What's the best way to access and retrieve data from deeply nested Maps and Lists?

So I’ve been working on some projects that envolve external services/API’s that provide data in XML and JSON. In some of these services I frequently incur into a problem which is deeply nested Maps and Lists. Since in some of these replies I know for a fact they will stay the same and won’t change over time or have any “randomness” to them I can simply pattern match them or use some Map.get/2 and Enum.fetch!/2 and get the job done.

However, when the reply may change (maybe the order of the elements or how deeply nested they are) I still haven’t found a proper way to access that data in a good, safe and idiomatic fashion.

I’ve read this blog post by José Valim but it didn’t help this situation in particular.

Here’s an example of the type of problem I’m facing:

         "name" => "External NAT", "natIP" => "146.148.23.208",
         "type" => "ONE_TO_ONE_NAT"}]

Let’s say I want to access the "natIp" key.

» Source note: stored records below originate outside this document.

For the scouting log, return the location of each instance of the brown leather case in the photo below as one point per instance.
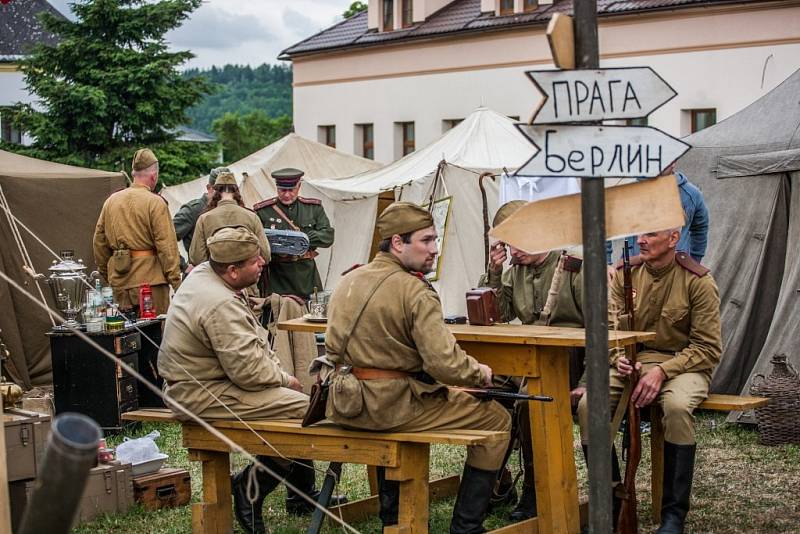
(482, 306)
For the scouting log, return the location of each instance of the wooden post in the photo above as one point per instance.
(5, 506)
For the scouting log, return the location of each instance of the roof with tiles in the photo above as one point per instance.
(20, 27)
(464, 16)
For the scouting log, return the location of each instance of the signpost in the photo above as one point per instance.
(599, 151)
(601, 94)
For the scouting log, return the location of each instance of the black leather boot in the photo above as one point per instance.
(472, 501)
(526, 508)
(303, 477)
(248, 514)
(678, 473)
(389, 497)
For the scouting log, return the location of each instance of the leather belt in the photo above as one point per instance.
(369, 373)
(142, 253)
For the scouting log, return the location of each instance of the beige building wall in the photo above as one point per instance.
(721, 58)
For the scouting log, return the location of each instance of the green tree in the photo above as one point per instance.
(354, 9)
(110, 85)
(242, 135)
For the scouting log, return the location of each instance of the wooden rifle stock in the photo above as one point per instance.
(628, 521)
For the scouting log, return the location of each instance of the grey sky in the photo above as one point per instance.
(248, 32)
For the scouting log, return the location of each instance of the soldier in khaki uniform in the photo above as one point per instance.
(522, 291)
(225, 208)
(212, 335)
(677, 298)
(290, 275)
(386, 333)
(134, 240)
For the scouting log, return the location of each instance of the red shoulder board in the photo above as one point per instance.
(265, 203)
(636, 260)
(691, 265)
(352, 268)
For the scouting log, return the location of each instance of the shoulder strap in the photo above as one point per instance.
(357, 316)
(282, 214)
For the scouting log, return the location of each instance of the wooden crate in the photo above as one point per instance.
(166, 488)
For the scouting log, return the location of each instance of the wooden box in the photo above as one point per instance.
(109, 490)
(166, 488)
(26, 439)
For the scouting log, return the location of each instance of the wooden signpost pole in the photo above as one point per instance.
(595, 303)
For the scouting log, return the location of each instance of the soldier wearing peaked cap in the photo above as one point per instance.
(134, 240)
(399, 386)
(522, 291)
(292, 275)
(211, 334)
(186, 217)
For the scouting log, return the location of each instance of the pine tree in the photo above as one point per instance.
(110, 83)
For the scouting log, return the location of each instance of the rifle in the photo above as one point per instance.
(628, 522)
(501, 394)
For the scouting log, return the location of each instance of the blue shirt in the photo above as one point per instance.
(694, 234)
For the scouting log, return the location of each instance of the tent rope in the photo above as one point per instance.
(23, 250)
(235, 447)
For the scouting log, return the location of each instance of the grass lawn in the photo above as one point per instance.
(739, 486)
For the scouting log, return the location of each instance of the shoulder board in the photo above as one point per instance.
(265, 203)
(689, 263)
(635, 261)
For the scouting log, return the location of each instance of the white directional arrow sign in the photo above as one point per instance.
(594, 95)
(599, 151)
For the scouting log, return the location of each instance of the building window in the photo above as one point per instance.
(365, 144)
(388, 15)
(702, 118)
(637, 122)
(449, 124)
(408, 13)
(327, 135)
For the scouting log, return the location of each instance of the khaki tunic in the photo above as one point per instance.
(402, 328)
(682, 308)
(211, 335)
(137, 219)
(227, 213)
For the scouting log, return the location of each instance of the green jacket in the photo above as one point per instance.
(286, 276)
(522, 293)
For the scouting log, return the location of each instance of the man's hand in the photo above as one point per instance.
(294, 384)
(487, 374)
(497, 256)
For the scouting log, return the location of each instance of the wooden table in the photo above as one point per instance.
(539, 353)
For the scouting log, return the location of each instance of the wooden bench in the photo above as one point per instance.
(405, 456)
(720, 403)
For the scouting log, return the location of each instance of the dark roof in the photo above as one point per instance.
(464, 16)
(20, 27)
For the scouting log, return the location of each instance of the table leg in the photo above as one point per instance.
(412, 473)
(214, 514)
(553, 456)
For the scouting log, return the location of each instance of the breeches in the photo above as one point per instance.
(463, 411)
(129, 298)
(272, 403)
(678, 399)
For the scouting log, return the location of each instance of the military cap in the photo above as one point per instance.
(230, 244)
(402, 218)
(216, 171)
(506, 210)
(287, 178)
(143, 158)
(225, 178)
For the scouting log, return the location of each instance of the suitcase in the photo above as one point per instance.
(26, 439)
(482, 306)
(166, 488)
(109, 490)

Without having to use many Map.get/2 and List.first/1 or Enum.fetch!/2 how can we access the data? Specially when you’re not sure if this data structures will always come in the same order or with the same size from an external service (meaning I’m not sure if there is an actual way to pattern match it)?

1 Like

There is no one “right” answer to this question. There will always be a tradeoff between a generic tree search and a search that uses specific knowledge of the data structure.

One approach that I have been playing with is to turn this problem on it’s head and instead of
extracting the data out of the structure and into a function, you approach the problem by taking the function to the data.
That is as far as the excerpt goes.